Recommended intake of amino acid varies across sources. The Uncapped EAA-3 score framework can be used to calculate protein quality using any of these requirements. For example, we will compare the Uncapped Minimum EAA-3 calculated using the FAO estimated amino acid requirements, the IOM RDAs, the IAAO recommendations, and the 95% CI upper limit of the IAAO recommendations.

While we have chosen to showcase the scores using these recommendations, any amino acid score recommendations can be used for calculation.



For this example, we will compare scores for a 70kg man. That being said, the scoring framework can be scaled for any weight, age range, or sex. If a recommendation of daily intake of amino acid can be identified for a specific group, the framework can be used to create specific scores associated with those requirements.





7.2 Optimizing outcomes: Beyond Min Requirements


Leucine is essential to regulation of muscle protein synthesis, insulin signaling and glucose re-cycling via alanine. It is estimated that the stimulation of muscle protein synthesis would be optimized with 18 g IAA, including 2.5 g leucine, at each of 3 meals per day (source).

In the following, we calculated EAA-3 scores using 7.5 g of leucine for muscle protein synthesis. Values for methionine and lysine are given by the IAAO 95% CI upper bound provided above.

While this example uses a recommendation for leucine independent of age, if a different leucine requirement can be identified for each age group then a different EAA-3 score can be provided for each age group.




7.3 Assessment of Protein per 100kcal


Scores such as the Nutrient-Rich Food (NRF) score are being used to calculate overall nutrient density of foods based on caloric intake. The EAA score can be used in a similar manner to evaluate the protein density of foods. By calculating the EAA-3 score of 100kcal portions of food, we can determine their relative protein quality by calorie.

The following table portrays the EAA-3 score calculated for a 70kg man using each of the recommendations provided above.


Figure 21: Overall Comparison of EAA-3 Scores By Requirement and Food Category


Figure 22: Comparison of EAA-3 Scores By Requirement and Food Category

8 Food Industry Applications


8.1 Front of Package Health Claims


The EAA-3 score as a tool to confirm and support front of label health claims.

  • Structure / function
  • “Good source of”

The EAA-3 framework can be used along protein characteristics to drive industry choices of protein. An example of comparable characteristics can be seen below (not actual data, for example only).


“If I were to strategize how to go about getting people interested, I’d start with the dairy,beef, pork, and poultry industries to tell them that THEIR protein is of a higher quality than plant-based proteins on their own, and start a protein war between the industries and then start educating the plant based protein industry as to how to blend plant proteins for a higher quality score.”

Mike Schmitt, WISEcode Food Scientist


“On the EAA-3 score, it is relevant for industry if it changes something. Meaning, can I use a different protein blend and claim a higher amount? Or will it be cheaper? Or will it have better organoleptic properties? Or will it be easier to use? That sort of thing. If it doesn’t change something, preferably for the better, then it will be difficult to get traction from the industry in the near term.”

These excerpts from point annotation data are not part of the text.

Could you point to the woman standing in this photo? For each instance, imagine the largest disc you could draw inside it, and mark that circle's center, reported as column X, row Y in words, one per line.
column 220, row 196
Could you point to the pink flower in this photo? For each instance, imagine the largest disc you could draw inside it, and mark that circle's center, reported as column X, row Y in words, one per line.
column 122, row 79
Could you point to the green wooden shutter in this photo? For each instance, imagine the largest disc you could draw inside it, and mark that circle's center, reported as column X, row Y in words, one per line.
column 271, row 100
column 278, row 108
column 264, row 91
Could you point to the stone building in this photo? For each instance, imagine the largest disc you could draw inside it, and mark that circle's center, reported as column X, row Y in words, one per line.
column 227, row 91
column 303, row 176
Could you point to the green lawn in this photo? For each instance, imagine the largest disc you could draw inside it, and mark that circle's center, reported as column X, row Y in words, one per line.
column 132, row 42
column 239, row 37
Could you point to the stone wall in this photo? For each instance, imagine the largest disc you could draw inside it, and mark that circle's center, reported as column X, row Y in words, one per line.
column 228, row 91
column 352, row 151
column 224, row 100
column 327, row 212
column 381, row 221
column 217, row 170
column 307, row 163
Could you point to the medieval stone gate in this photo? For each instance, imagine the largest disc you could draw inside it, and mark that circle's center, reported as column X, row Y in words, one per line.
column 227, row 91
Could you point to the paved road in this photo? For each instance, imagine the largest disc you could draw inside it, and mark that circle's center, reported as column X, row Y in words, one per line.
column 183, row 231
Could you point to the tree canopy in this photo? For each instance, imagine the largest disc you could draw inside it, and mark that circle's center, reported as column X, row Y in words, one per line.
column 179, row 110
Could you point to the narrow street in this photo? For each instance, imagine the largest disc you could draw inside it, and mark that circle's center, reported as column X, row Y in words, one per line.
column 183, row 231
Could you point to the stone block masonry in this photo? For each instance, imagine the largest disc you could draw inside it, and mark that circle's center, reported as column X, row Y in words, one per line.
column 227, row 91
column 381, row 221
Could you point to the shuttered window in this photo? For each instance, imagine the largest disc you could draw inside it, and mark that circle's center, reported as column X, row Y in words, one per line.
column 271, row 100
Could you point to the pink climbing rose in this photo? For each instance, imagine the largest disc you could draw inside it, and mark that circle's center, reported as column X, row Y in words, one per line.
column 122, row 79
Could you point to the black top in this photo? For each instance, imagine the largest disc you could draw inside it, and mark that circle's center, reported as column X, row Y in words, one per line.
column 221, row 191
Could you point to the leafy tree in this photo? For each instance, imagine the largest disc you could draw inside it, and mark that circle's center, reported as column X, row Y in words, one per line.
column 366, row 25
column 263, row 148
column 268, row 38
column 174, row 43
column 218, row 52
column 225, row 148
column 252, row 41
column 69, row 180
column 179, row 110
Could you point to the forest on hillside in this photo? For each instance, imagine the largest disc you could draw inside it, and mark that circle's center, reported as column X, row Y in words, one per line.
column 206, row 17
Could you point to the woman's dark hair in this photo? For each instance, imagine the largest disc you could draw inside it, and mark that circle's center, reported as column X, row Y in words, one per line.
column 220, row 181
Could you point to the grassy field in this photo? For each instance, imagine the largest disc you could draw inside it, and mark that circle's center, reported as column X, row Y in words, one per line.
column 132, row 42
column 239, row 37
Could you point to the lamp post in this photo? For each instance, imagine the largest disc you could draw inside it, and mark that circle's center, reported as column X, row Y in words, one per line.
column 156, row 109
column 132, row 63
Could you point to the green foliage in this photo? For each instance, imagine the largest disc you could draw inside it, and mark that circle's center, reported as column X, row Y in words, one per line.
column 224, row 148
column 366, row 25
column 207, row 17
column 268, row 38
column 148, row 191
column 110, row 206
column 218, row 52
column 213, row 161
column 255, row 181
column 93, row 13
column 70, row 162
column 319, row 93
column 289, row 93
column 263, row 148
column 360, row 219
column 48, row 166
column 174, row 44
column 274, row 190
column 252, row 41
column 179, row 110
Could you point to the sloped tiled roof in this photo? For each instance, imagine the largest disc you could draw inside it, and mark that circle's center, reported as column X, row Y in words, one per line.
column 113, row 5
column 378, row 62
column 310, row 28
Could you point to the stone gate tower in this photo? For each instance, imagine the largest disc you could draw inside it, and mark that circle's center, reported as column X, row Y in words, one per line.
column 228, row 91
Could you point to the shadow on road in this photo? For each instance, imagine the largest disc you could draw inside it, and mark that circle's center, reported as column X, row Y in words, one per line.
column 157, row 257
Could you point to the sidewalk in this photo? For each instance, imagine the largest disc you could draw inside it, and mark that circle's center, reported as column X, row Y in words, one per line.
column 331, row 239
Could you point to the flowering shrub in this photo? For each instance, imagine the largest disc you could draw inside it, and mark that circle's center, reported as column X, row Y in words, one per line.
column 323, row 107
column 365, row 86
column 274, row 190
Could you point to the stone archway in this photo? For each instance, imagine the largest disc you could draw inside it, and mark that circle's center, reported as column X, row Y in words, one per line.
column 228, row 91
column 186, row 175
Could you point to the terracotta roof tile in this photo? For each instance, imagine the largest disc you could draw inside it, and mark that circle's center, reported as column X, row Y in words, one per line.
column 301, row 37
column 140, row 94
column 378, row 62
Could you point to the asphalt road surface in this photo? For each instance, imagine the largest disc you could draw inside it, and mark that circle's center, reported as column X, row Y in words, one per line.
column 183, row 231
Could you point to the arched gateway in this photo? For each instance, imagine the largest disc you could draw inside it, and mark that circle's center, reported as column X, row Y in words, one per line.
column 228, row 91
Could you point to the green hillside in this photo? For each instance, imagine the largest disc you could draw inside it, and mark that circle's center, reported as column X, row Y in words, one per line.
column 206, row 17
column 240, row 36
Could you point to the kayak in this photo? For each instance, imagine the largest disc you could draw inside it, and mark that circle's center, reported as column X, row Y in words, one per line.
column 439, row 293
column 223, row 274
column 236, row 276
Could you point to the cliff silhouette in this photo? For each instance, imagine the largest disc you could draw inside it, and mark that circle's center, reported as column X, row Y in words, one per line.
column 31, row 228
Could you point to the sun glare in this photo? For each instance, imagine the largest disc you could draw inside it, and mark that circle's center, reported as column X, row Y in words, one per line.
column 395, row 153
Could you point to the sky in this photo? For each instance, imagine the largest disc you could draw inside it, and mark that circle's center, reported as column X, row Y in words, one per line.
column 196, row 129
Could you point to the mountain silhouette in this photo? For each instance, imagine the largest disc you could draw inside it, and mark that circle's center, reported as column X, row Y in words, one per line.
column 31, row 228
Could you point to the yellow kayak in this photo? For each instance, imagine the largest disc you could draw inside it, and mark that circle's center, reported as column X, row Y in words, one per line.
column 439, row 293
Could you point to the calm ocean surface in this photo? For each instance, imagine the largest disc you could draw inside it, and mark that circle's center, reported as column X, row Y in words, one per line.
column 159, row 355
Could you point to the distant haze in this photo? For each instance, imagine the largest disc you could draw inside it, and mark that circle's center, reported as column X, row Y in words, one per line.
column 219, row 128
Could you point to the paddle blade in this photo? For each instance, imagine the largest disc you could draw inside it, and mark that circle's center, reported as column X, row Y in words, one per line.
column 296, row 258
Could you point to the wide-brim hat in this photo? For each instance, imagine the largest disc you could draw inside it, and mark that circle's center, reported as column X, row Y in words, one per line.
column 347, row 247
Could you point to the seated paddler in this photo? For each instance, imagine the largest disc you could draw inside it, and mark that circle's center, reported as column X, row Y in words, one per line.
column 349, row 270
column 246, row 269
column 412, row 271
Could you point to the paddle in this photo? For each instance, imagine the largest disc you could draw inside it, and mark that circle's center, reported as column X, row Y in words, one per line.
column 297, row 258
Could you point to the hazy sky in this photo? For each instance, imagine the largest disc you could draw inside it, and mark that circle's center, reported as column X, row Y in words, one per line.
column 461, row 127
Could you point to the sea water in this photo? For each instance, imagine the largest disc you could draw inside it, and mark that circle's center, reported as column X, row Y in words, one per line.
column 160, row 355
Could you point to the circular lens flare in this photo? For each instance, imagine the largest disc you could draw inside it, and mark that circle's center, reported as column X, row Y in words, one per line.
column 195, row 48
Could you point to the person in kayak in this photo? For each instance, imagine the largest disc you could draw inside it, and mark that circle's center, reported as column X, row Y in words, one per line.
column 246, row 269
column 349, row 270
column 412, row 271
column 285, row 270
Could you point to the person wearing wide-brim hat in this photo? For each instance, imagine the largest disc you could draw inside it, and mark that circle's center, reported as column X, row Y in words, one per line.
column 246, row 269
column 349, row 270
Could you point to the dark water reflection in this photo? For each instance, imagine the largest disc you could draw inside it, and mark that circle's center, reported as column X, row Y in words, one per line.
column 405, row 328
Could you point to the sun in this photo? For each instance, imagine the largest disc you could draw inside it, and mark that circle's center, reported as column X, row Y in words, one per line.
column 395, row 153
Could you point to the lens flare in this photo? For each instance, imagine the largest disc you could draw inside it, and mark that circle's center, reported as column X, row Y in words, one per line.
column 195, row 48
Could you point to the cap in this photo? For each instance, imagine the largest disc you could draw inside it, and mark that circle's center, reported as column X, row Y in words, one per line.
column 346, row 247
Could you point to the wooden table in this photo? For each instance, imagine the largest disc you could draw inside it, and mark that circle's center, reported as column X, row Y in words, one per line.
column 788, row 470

Richard Black, WISEcode Chief Science Officer


9 Impact of Applying the EAA-3 Framework


PDCAAS is the current protein quality standard but the usefulness of PDCAAS is severely limited by the amount of available protein digestibility scores.

The USDA is the gold standard of food and nutrient data, yet we are only able to calculate PDCAAS for 1% (85/7793) of Legacy entries. The vast food system includes upwards of a million foods, if we look at just grocery items provided by Nutritionix PDCAAS scores can only be calculated for .01% of the foods consumed every day.